The E&Y representative should have been asked if he has been making staff redundant over the past few years for not “selling” enough avoidance.
As Prof Bill Black said in his keynote speech at the shame ‘Public eye’ award in Davos:
“Accounting is the financial weapon of choice”
Video clip of his speech on New Economic Perspectives and http://think-left.org/2013/01/31/criminogenic-environments-like-the-city-of-london/
“The “race to the weakest supervisor” did not occur only within the U.S. Brooksley Born and a former senior SEC official have confirmed …that UK regulators directly pitched U.S. financial firms to relocate operations to the City of London in order to obtain weaker supervision. “Fed lite” supervision was a competitive response to the FSA’s “reg lite” system of deliberately weak supervision.

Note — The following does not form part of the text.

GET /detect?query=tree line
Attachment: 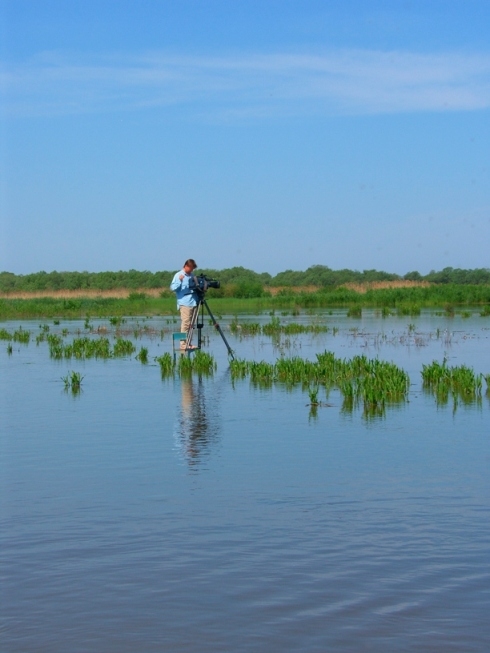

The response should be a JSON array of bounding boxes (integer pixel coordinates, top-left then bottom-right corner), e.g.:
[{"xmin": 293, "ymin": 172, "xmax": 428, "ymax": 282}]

The City of London became the most criminogenic environment in the world for financial fraud, which is why so many UK banks and units of foreign banks located in the City have caused the major scandals in the UK and globally. “
It’s a lovely comment
What interested me was the threshold the firms used to ‘go’ with a scheme.
If we accept (in good faith) that a judgement has been made that a scheme is defensible. It seems curious that it takes so long for the scheme to be challenged, and that there is no criminal and or civil penalties levied on the participants including technical advisors. After all they acknowledge there is a risk or probability the scheme will be found to be not legal and therefore a risk they will have been acting or advising on an illegal scheme and actively supporting the client for a fee. Despite their ignorance or best judgement or good intention at the time – prior to the judgement.
All notifiable schemes should be paid for by the promoter/clients for clearance via a HMRC tax tribunal with an appeal mechanism all paid for by the promoter/client. Why take years to clear the schemes – much more is wrong with the system and some politicians/governments are not the actors they portray themselves as.
The size of the avoidance industry versus the HMRC resources was a clear signal that MNC invest to minimize tax as an expense.
I still wonder how many of the MP’s,the great and good have dealings with Swiss or offshore banks they would not like to be made public or known to HMRC!
“If we accept (in good faith) that a judgement has been made that a scheme is defensible.”
I see no reason to accept that. While those involved questioned before the PAC last December were not from the “big 4” I do not think the mind set is any different. The transcript makes clear that they are not all that bothered
http://thosebigwords.forumcommunity.net/?t=49310661&p=371123398
[…] And what this also proves is that there is, unfortunately, a massive market for what looks like a tax scheme involving a charity here in the UK, which more than justified yesterday’s PAC hearing. […]
Certainly not 4-0.
What this session and the session with Starbucks, Google and Amazon both highlighted is the lack of resource to combat the problem.
I don’t agree that these firms don’t have “schemes” to avoid tax which they can mass market, but I do suspect that they push the legislation to its absolute limit.